Couldn't get it to work


----------



## ruthiesbees (Aug 27, 2013)

Hmm. Setting are public on the post. Can anyone else see it if they are logged into their FB account?


----------



## RichM (Dec 22, 2015)

It worked for me, and I am not on facebook.


----------



## ahwolle (Sep 20, 2016)

That was super cool! Thanks for sharing!


----------



## RichM (Dec 22, 2015)

Very nice! Can you give us some details about the microscope and software?


----------



## ruthiesbees (Aug 27, 2013)

RichM said:


> Very nice! Can you give us some details about the microscope and software?


Inexpensive one ($20) through ebay that hooks to the PC. It has it's own software, which is very limited but still what I took the video with. Fun to play around with but the stand doesn't have the range that it should to be really useful. Works fine for things that are not crawling around. I originally bought it to check my monarch butterflies for OE spores and just started playing around with it on the bees. Next step is to take the laptop and microscope outside to the hive to see what I can see.

This is a link to ebay to the one I purchased. http://www.ebay.com/itm/2MP-1000X-8...179438?hash=item25b870a2ee:g:ouAAAOSwP~tW6Jn4


----------



## crofter (May 5, 2011)

ruthiesbees said:


> Hmm. Setting are public on the post. Can anyone else see it if they are logged into their FB account?

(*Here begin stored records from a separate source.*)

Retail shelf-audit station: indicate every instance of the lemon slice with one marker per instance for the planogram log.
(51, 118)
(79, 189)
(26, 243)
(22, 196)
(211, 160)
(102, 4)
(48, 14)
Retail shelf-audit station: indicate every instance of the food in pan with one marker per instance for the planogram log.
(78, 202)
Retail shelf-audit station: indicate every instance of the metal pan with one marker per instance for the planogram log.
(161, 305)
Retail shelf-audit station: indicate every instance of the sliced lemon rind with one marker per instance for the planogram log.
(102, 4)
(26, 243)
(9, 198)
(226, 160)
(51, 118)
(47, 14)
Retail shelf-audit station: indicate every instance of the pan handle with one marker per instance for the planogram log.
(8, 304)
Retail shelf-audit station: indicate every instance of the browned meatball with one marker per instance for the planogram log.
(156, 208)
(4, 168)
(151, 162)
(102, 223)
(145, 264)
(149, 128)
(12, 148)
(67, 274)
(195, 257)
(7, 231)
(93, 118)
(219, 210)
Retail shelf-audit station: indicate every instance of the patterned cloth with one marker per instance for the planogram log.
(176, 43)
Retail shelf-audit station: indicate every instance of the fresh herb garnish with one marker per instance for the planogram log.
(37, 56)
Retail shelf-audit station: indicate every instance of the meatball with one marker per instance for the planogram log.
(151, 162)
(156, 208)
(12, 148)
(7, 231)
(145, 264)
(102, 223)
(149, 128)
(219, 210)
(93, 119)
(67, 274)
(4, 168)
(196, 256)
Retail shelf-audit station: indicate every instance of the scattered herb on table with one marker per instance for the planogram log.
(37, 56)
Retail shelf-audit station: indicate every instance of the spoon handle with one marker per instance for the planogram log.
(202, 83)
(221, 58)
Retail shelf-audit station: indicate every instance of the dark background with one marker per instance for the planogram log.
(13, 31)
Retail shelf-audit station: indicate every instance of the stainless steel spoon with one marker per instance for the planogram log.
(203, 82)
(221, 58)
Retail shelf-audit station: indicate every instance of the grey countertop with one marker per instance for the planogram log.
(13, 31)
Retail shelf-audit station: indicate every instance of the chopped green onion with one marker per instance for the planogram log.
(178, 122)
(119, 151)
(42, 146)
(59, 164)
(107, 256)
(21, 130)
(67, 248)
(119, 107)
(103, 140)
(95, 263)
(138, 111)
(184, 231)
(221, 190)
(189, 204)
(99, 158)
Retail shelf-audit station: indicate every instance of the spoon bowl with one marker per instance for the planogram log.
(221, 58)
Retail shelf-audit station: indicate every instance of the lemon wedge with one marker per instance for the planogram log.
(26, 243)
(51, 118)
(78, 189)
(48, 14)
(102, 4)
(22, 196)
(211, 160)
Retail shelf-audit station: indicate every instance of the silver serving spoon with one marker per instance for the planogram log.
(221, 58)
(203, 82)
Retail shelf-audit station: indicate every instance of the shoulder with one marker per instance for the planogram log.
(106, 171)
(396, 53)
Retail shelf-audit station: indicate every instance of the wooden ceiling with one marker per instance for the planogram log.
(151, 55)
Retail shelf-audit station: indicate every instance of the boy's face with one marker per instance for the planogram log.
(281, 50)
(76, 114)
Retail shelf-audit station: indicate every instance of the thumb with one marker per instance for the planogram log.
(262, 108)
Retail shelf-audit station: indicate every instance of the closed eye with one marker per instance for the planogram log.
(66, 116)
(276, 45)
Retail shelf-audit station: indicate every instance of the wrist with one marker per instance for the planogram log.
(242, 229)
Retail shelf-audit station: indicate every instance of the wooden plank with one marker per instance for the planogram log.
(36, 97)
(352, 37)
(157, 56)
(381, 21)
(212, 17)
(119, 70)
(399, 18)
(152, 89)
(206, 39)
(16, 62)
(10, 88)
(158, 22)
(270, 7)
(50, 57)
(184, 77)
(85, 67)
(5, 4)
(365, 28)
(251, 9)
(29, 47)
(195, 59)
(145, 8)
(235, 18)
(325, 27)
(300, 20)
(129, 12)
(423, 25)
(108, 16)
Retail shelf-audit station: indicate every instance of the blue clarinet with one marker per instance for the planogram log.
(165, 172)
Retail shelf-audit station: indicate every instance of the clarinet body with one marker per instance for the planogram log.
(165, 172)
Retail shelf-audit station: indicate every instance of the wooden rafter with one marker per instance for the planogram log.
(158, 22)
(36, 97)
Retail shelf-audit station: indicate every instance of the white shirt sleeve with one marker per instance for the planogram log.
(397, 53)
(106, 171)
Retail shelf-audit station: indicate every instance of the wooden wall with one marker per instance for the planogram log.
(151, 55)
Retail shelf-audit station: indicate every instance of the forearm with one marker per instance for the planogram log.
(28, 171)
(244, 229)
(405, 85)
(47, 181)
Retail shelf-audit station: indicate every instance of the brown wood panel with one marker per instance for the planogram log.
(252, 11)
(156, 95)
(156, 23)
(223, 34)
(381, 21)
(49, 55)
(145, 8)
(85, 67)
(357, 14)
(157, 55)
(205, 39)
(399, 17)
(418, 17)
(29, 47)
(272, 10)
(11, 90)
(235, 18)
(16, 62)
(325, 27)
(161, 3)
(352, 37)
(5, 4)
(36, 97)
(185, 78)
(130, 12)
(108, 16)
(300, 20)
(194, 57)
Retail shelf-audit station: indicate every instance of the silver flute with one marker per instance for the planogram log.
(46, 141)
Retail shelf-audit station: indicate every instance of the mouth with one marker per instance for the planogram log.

I could view them even though I do not have FB account. I just had to decline (not now) option on the invitation to sign up. 

Very nice videos!

Thanks,


----------



## cervus (May 8, 2016)

Fascinating! Thanks for sharing. I hope you don't mind that I shared your video on our club's facebook page.


----------



## Marti (Jun 29, 2014)

That was awesome!


----------



## jimmye (Apr 5, 2016)

Way cool,thanks for sharing and the link for the microscope.


----------



## JConnolly (Feb 21, 2015)

Very  Ruth. Thanks for sharing that. My little girl liked it too (15, but she is my little one)


----------



## beepro (Dec 31, 2012)

I got one too with 10 mega pixels. Going to use it for the I.I. queen process.


----------